By Chris Heuertz con Walter Forcatto

El idioma inlgés, la más reciente y actual linga franca del mundo moderno, ha sido una de las herramientas de oppresion más despiadadas de la hisotria moderna. Este idiomal ha sido utilizado para lograr la marginalización de los pobres y la división de sociedades. Aunque sea el idioma natal de menos del 15% de la población de la Tierra, el inglés es indiscutiblemente la clave para controlar el poder político, movimentos culturales y el mercado global.

Tanto como los vínculos opresivos creadas por una enorme desiguldad económica, las formas de desigualdad socio-culturales creadas por opresores de habla inglés también dividen violentamente al mundo.

Durante un viaje en Egypto en 1996 tuve la oportunidad de conocer a un comerciante. Me saludo en árabe pero dandose cuenta que yo no pude entender lo que habia dicho se dirijió a mi en inglés. Con una sonrisa sarcástica dijo, -Si una persona habla dos idiomas es considerado bilingue, si habla solo un idioma es Americano.-

Generalmente, personas de habla inglés esperan poder viajar sin mayor dificultad usando este idioma.

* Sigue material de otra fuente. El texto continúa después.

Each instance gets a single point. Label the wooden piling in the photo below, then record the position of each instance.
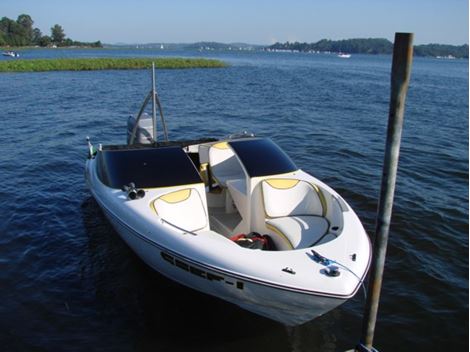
(401, 68)
(154, 104)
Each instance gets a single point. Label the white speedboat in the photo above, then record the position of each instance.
(182, 205)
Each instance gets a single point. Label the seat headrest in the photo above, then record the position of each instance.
(291, 197)
(183, 208)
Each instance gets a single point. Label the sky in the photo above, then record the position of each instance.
(255, 22)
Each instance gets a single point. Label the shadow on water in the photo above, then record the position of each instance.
(149, 312)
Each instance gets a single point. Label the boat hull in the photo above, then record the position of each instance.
(285, 305)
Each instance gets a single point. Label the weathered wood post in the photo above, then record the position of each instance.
(401, 67)
(154, 104)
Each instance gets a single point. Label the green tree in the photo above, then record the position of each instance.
(26, 24)
(36, 36)
(57, 34)
(45, 40)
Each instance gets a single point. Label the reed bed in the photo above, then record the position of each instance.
(89, 64)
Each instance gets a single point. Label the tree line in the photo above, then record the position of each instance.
(371, 46)
(22, 33)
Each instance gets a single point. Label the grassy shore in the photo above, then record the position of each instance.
(42, 65)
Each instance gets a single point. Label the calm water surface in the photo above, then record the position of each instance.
(69, 283)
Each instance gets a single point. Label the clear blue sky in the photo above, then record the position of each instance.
(255, 21)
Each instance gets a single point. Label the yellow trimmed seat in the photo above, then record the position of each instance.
(183, 208)
(224, 164)
(295, 212)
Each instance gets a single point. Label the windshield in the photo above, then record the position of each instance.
(146, 168)
(262, 157)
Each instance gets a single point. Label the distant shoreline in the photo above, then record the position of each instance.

Ellos que utilizan idiomas menos conocidos como por ejemplo Tamil, Rumano, Nepali, Koreano, Portugues, Swahili, Krio y por el estilo necesariamente deben aprender el ingles si desean ver y conocer el mundo. Ironicamente, viajando por Brasil un ciudadano de Kenya cuyo idioma natal es Swahili probablemente tendrá que usar el idioma ingles para poder simplemente comunicar.

Por el hecho de que dominan este idioma tan influyente, las personas de habla inglés automáticamente interiorizan que los ámbitos de la sociedad que pertenecen principalmente a la formación del mercado global y la industria de comunicaciones estan abiertas y dispuestas a su manipulación.

Una de las caras mas oscuras del imperialismo es el idioma inglés. Aprender otro idioma para ellos que son monolinuges no solo sería una ventaja y logro personal sino para el mundo entero también. Aprenda otro idioma y pare de perpetuar la corriente de marginalización cultural en el mundo imponida por el lenguaje. Y si no fuese poco, si usted no puede leer este artículo entonces le debe caer como un balde de agua fria.